A) Why #2 & #5 prints "False"? - I expect operator implementation should be taken from B class in these cases.

B) Am I right: As both #8 & #9 prints "False" - Cosen operator implementation is the 1st found, both factual-arguments types could be casted to its parameters types?

c) What are common rules of choosing operator == implementation?


Solution

    1. You are using static binding here (static binding is the default, unless you use dynamic), so overload resolution occurs at compile time. Therefore, the expression x==x2 must resolve to either the == in A, or the one in B. It can't resolve it to both. If you look closely at what information the compiler has, you'll notice that it can't resolve it to the one in B, because it only knows that T is A or a subclass thereof. T could be A, or a sibling of B, in which case calling the B overload would not work at all. You can't pass an A into a B parameter, can you?
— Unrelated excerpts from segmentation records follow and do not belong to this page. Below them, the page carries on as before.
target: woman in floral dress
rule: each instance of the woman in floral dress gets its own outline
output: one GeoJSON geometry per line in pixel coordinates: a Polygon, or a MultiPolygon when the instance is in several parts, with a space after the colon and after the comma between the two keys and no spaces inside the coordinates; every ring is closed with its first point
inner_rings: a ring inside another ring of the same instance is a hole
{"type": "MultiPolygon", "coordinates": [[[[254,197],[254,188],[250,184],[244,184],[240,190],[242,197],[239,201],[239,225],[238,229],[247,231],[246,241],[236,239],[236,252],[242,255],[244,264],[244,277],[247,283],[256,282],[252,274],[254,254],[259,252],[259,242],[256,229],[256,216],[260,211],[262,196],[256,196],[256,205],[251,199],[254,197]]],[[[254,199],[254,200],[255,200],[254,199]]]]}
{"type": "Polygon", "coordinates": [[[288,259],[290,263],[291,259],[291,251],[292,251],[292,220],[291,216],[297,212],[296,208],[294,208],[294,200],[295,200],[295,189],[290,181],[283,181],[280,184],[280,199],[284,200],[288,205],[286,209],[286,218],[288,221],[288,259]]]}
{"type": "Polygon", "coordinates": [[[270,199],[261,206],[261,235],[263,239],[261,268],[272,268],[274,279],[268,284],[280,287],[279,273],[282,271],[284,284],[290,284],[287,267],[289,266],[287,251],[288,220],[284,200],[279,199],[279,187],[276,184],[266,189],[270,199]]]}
      You can see your expected result by making your generic method dynamic rather than generic:

       static void CheckChosenOper(dynamic x, dynamic x2)
       {
           Console.WriteLine(x==x2);
       }
      
    2. The compiler must resolve to the A overload because one of the arguments is A, and As cannot be implicitly converted to B, so it can't be passed into that parameter.

    3. This is all described in the language spec, in a section called Binary operator overload resolution. But most of it follows the same rules as method resolution, so you might want to just read that instead.